Vincent van Gogh, Il buon samaritano (1890)

 

Vincent van Gogh (Zundert 1853 – Auvers-sur-Oise 1890)

Il buon Samaritano
1890

Olio su tela, 86x70 cm
Otterlo, Kröller Müller Museum

Vincent van Gogh eseguì questo dipinto nel maggio 1890, due mesi prima della morte per presunto suicidio avvenuta il 29 luglio, ispirandosi a una litografia del pittore francese Eugène Delacroix. L’opera, eseguita con la caratteristica pennellata densa e carica di colori accesi, fa parte di una serie di quadri a soggetto sacro realizzati dopo una delle numerose crisi che segnarono la vita del pittore e sembra per questo evocare un anelito alla salvezza. Figlio di un pastore protestante, van Gogh aveva una profonda conoscenza delle Scritture e della letteratura cristiana, in cui riconosceva un messaggio di redenzione che toccava le corde più profonde della sua sensibilità.

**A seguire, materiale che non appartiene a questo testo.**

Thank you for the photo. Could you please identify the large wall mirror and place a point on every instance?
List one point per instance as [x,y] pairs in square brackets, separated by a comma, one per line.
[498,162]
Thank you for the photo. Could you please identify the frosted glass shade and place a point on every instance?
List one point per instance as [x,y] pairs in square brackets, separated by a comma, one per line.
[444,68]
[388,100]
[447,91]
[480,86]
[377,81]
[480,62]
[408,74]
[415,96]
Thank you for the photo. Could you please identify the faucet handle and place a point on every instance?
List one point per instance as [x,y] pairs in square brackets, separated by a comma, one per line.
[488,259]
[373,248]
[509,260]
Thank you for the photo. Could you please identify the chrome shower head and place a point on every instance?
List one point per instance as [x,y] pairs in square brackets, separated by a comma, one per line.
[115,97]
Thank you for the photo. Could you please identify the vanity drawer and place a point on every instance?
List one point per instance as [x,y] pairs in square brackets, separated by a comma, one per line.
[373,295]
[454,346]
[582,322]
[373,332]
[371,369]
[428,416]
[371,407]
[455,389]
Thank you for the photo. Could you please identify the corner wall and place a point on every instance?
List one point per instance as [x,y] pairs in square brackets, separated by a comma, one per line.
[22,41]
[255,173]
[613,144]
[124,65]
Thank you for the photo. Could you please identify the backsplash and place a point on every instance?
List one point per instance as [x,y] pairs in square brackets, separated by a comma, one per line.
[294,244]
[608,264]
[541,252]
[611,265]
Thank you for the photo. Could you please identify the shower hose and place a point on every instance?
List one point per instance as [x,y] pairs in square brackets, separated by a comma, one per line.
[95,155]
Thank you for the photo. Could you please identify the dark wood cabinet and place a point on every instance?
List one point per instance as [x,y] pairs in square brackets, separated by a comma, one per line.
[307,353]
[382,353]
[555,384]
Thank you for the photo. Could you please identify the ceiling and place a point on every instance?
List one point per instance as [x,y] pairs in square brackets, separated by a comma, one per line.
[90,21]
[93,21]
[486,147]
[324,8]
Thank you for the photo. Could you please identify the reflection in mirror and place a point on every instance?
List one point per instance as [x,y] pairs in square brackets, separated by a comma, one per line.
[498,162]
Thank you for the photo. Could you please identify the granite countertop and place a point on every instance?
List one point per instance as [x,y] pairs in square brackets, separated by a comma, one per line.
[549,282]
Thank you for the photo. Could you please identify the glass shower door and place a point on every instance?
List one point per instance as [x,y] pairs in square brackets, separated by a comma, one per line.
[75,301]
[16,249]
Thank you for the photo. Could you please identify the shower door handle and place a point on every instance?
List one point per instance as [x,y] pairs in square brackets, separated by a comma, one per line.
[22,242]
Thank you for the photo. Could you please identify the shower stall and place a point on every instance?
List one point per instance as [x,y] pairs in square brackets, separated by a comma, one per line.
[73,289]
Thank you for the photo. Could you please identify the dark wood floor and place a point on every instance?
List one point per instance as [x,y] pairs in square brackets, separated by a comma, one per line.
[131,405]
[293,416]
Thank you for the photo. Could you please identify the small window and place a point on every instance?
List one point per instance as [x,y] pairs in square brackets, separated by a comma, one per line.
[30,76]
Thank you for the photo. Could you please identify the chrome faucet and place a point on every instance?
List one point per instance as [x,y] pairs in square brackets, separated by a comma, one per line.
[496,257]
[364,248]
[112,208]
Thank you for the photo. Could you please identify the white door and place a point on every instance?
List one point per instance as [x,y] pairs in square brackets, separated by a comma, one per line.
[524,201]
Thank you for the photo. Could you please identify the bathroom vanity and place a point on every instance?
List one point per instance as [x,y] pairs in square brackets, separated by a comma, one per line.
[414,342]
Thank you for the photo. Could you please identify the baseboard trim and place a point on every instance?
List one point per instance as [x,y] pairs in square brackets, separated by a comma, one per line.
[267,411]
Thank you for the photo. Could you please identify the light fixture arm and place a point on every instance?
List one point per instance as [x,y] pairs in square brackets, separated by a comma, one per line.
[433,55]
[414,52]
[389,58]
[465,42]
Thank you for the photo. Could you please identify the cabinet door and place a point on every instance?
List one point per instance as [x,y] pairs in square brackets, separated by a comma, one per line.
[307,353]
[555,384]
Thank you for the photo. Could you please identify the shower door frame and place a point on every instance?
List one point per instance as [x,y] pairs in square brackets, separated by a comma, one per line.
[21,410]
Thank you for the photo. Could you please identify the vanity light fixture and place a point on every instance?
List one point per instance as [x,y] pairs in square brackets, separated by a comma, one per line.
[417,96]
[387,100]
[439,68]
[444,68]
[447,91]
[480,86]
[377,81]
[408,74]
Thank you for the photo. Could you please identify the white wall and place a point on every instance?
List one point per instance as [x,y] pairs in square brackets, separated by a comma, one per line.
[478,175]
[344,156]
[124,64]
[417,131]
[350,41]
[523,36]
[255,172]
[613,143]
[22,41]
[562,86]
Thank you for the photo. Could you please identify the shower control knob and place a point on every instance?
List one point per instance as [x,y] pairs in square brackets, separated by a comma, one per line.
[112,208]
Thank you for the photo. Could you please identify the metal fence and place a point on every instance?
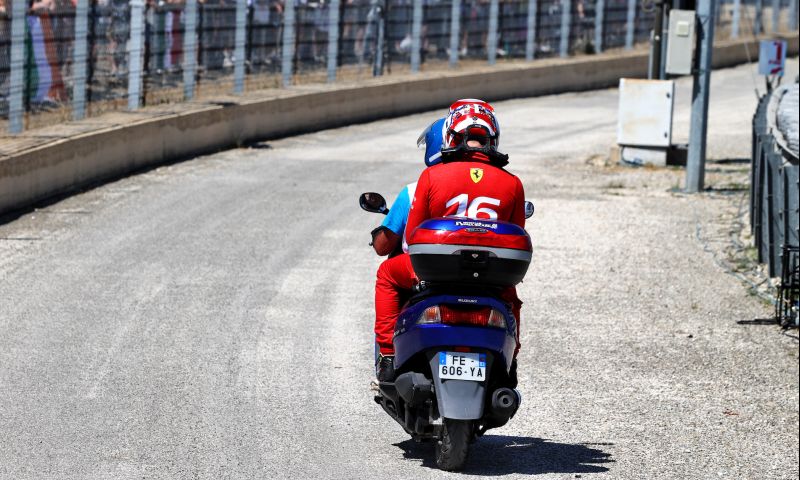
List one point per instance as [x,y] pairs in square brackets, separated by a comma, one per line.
[66,59]
[774,202]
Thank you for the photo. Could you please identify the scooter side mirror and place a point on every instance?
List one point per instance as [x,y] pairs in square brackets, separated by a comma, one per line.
[528,209]
[373,202]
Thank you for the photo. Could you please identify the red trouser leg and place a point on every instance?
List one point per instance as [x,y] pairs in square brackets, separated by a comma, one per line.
[394,275]
[510,296]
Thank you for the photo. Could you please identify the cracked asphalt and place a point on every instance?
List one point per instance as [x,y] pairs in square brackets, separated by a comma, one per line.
[213,318]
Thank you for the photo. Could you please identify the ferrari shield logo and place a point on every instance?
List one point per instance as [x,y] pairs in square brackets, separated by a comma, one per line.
[476,174]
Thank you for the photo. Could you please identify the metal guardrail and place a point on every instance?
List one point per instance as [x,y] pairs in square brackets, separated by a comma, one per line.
[63,59]
[775,202]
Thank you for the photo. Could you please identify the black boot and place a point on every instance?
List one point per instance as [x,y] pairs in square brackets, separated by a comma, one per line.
[385,368]
[512,374]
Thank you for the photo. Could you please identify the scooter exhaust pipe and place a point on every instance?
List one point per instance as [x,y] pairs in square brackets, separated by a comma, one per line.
[505,402]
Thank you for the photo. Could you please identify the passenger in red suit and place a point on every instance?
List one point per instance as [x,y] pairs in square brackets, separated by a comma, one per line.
[470,182]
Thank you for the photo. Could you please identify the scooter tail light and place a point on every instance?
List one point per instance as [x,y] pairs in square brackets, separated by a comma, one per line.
[430,315]
[497,319]
[462,316]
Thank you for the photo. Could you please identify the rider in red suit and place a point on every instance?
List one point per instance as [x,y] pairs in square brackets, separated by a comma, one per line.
[469,183]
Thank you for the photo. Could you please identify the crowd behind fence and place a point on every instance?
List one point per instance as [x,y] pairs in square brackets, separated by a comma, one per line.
[62,59]
[775,194]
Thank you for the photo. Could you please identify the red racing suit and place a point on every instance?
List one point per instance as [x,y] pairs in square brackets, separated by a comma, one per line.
[471,188]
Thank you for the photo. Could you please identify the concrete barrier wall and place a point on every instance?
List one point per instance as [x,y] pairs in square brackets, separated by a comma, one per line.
[60,166]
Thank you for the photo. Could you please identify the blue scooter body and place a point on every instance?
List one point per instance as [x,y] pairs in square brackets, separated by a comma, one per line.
[456,399]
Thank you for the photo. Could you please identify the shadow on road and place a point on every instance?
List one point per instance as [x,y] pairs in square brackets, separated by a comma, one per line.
[503,455]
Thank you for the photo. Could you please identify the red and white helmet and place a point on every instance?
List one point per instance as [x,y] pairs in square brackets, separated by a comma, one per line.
[468,101]
[471,119]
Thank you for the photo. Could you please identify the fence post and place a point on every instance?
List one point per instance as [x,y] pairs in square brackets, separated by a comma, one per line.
[776,15]
[630,25]
[737,15]
[333,39]
[759,17]
[16,89]
[79,60]
[416,37]
[189,49]
[377,67]
[239,46]
[287,53]
[455,25]
[566,16]
[135,54]
[599,14]
[530,40]
[491,39]
[698,127]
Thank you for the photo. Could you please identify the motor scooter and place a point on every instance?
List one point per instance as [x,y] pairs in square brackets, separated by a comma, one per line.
[455,338]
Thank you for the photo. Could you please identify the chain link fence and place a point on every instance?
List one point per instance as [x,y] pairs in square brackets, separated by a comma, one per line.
[775,194]
[67,59]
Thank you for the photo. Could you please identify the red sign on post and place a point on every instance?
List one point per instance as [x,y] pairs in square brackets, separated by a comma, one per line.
[772,57]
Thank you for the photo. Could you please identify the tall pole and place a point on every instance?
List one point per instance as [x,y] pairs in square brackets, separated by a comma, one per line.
[287,52]
[491,39]
[566,17]
[658,31]
[333,39]
[135,64]
[239,46]
[416,37]
[530,40]
[16,91]
[695,166]
[599,13]
[759,16]
[629,24]
[776,15]
[79,59]
[189,48]
[455,25]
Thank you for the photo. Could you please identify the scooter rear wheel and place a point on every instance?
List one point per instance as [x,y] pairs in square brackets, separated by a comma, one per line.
[451,450]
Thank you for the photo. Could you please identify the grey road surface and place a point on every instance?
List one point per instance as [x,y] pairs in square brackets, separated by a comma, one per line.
[213,318]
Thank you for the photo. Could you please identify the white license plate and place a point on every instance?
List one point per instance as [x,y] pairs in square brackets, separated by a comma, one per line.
[462,366]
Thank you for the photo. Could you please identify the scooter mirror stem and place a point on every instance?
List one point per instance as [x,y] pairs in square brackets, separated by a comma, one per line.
[373,202]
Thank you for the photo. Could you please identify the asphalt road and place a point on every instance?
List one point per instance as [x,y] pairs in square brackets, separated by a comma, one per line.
[213,318]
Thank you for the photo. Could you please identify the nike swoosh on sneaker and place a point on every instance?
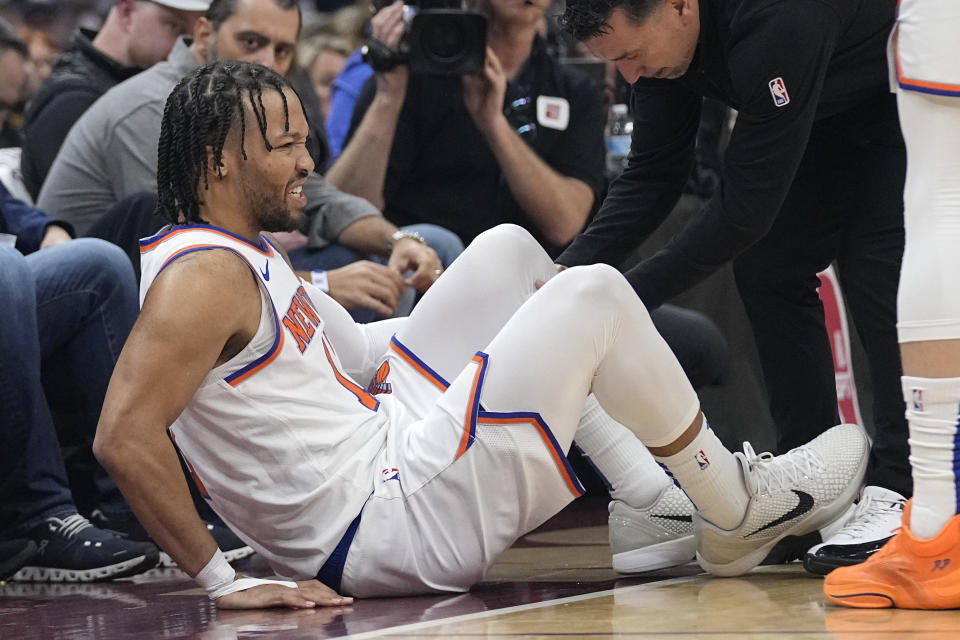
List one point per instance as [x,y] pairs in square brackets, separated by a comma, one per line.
[804,505]
[677,518]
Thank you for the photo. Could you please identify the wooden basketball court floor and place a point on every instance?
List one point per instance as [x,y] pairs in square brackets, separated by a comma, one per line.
[554,583]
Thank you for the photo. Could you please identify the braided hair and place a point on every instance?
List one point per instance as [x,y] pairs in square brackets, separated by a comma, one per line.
[199,114]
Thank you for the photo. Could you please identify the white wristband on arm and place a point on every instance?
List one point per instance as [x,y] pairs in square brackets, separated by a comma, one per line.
[319,280]
[219,579]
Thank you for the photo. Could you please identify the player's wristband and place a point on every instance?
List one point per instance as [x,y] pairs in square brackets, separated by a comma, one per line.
[319,280]
[216,574]
[219,579]
[242,584]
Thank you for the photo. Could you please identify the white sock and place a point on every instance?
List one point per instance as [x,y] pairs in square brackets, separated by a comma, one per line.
[711,476]
[629,471]
[933,410]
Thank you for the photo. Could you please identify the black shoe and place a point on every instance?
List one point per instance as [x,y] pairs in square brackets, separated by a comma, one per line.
[875,521]
[71,549]
[14,554]
[233,548]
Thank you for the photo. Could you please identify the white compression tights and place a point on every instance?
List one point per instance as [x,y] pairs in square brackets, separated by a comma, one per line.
[585,330]
[928,305]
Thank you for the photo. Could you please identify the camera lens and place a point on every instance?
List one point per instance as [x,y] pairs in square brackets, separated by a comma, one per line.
[445,41]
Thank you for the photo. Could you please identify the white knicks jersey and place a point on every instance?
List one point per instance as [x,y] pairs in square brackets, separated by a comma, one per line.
[924,47]
[280,439]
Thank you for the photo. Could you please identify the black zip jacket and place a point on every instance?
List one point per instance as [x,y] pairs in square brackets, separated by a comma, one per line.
[830,56]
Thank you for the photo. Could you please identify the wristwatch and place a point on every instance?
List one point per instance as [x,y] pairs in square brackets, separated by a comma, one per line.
[401,234]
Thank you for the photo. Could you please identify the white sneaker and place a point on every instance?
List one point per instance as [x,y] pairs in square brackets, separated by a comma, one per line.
[877,518]
[790,495]
[656,537]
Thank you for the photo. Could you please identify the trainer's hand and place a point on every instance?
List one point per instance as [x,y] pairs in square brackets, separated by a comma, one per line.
[308,594]
[367,285]
[410,255]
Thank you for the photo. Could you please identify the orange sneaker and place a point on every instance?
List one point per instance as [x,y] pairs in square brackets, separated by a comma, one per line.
[907,573]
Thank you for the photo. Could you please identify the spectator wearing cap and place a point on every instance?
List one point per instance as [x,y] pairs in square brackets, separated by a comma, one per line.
[136,35]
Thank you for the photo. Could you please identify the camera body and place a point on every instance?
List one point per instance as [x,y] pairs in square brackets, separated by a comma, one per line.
[441,37]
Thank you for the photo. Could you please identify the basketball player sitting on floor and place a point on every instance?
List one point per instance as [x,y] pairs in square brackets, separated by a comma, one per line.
[457,448]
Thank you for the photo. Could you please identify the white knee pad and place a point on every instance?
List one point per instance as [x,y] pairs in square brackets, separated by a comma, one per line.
[928,305]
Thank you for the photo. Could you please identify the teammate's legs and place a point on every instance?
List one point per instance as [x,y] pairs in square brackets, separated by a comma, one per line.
[918,568]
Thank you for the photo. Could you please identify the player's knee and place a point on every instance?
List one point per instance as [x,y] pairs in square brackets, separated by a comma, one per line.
[601,288]
[507,239]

La scena si svolge lungo un sentiero, su una strada fuori città. Il soggetto è quello di una parabola narrata da Gesù di Nazaret e riportata dal vangelo secondo Luca (cf. Lc 10,29-37). Al centro vediamo il “buon samaritano” mentre issa faticosamente sul cavallo il malcapitato che, secondo la parabola evangelica, è incappato nei briganti: «Un uomo scendeva da Gerusalemme a Gerico e cadde nelle mani dei briganti, che gli portarono via tutto, lo percossero a sangue e se ne andarono, lasciandolo mezzo morto» (Lc 10,30).
Prima di soffermarci sui protagonisti della scena, osserviamo quel che accade intorno. Sulla sinistra, il sentiero prosegue fuggendo tra le colline. Lungo il sentiero scorgiamo due figure che danno le spalle al dolore del viandante e all’intervento del samaritano: «Per caso, un sacerdote scendeva per quella medesima strada e, quando lo vide, passò oltre. Anche un levita, giunto in quel luogo, vide e passò oltre» (Lc 10, 31-32).
Che cosa c’è di tanto perturbante nella sofferenza di chi incontriamo lungo il nostro cammino? Diverse le risposte possibili. Il dolore dell’altro – anche se provo a ignorarlo – non mi lascia indifferente, anzi sembra riversarsi su di me con una forza che incute timore: nel quadro di van Gogh perfino il paesaggio vibra penosamente della sofferenza patita dall’uomo. Nell’esperienza della propria fragilità, avvertita massimamente nel momento della malattia e del dolore, la percezione dell’essere umano si modifica fino a far apparire tutto il mondo sotto una luce diversa.
Ma questa sensazione non riguarda solo colui che soffre: il dolore si diffonde tutt’intorno perché il male ha effetti reali sul mondo e sugli altri.
«Invece un Samaritano, che era in viaggio, passandogli accanto, vide e ne ebbe compassione. Gli si fece vicino, gli fasciò le ferite, versandovi olio e vino; poi lo caricò sulla sua cavalcatura, lo portò in un albergo e si prese cura di lui» (Lc 10, 33-34). Farsi carico del dolore degli altri è oneroso, costa sforzo, come ben messo in luce dalla silhouette del Samaritano. In primo luogo, nella fragilità dell’altro vedo la mia stessa fragilità: il dolore di chi mi sta intorno mi costringe a riscoprirmi un essere finito, limitato, bisognoso. In secondo luogo, farsi prossimo non significa semplicemente risolvere i problemi materiali di chi incontro sul mio cammino, ma vuol dire condividerne le gioie e i dolori in profondità, lasciando che la mia carne vibri all’unisono con quella dell’altro. Al dolore del viandante nel quadro corrisponde lo sforzo del samaritano che, col busto piegato indietro e i muscoli tesi, solleva il ferito. Quest’ultimo, da parte sua, pare stringere il soccorritore in un abbraccio, un gesto insieme supplichevole e infantile, che avanza una richiesta e allo stesso tempo mostra un fiducioso abbandono.
Il cielo è scuro, minaccia pioggia, ma su questa scena di solidarietà si apre uno squarcio d’azzurro: «Chi di questi tre ti sembra sia stato prossimo di colui che è caduto nelle mani dei briganti?". Quello [un dottore della legge] rispose: "Chi ha avuto compassione di lui". Gesù gli disse: "Va' e anche tu fa' così"» (Lc 10, 36-37).